Es gab auch Situationen, in denen das Kind frühzeitig gehen musste: wie der 16-Jährige, der das Wort „nein“ nicht akzeptierte und die Möbel zerschlug, Türen vor Wut eintrat. Diese Gewaltausbrüche konnten sie nicht akzeptieren. „Der Junge war ein Straßenkind und schwer traumatisiert“, sagt Gerd Spiekermann fast entschuldigend. Obwohl diese Pflegschaft mit Krach zu Ende ging, kam der Junge später noch zu Besuch. „Wir sind immer offen für unsere Kinder“, sagt Frau Spiekermann.
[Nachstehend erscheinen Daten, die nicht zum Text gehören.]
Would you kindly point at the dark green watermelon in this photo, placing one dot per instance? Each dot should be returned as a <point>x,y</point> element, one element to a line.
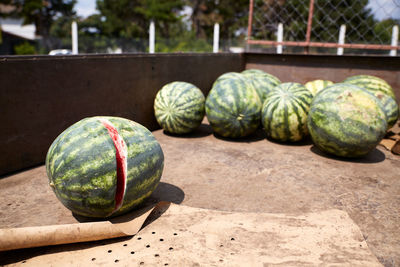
<point>233,108</point>
<point>179,107</point>
<point>104,166</point>
<point>284,112</point>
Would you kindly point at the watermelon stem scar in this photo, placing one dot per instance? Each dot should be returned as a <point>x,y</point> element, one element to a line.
<point>121,159</point>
Ein bis zwei ihrer Pflegekinder waren gewalttätig. Ein anderes hatte sie beklaut. Der Unterschied zu den eigenen Kindern: „Man hat keine Erwartungen und kann auch nicht enttäuscht werden“, sagt Gerd Spiekermann. Es gehe bei null los. „Wir nehmen die Kinder so, wie sie sind.“ Er erziehe die Kinder nicht und stelle nur wenige Regeln auf. Zum Beispiel: Ab 20 Uhr sollen alle in ihre Zimmer, „damit wir ein wenig Privatsphäre haben.“
Heike Spiekermann liebt Herausforderungen
„Diese Arbeit ist der Hammer“, sagt Heike Spiekermann und lacht. Am liebsten seien ihr ältere Kinder. „Wir mögen die verbale Auseinandersetzung. Das finde ich total spannend.“ Die Frau mit dem Kurzhaarschnitt ist eine, die Herausforderungen liebt. Es macht sie glücklich. Was sie und viele andere Pflegeeltern verbindet: Sie sind Christen, haben selbst leibliche Kinder. Und sie bringen die nötige Gelassenheit und Wärme mit. Ohne geht es auch nicht.
Sobald die Kinder zurück zu ihren Eltern können oder in eine dauerhafte Pflegefamilie, bereiten die Spiekermanns es psychologisch darauf vor. Das macht die Trennung für alle leichter. „Wir lassen nie einen Zweifel daran, dass wir das Kind nur vorübergehend betreuen.“ Das macht es auch den leiblichen Eltern leichter, das Ehepaar Spiekermann nicht als Konkurrenz zu sehen.
Die größte Unterstützung bekommen Gerd und Heike Spiekermann übrigens von Fenja und Nele. Die beiden verschmusten Hündinnen sowie die Katzen seien die besten Therapeuten für die Kinder.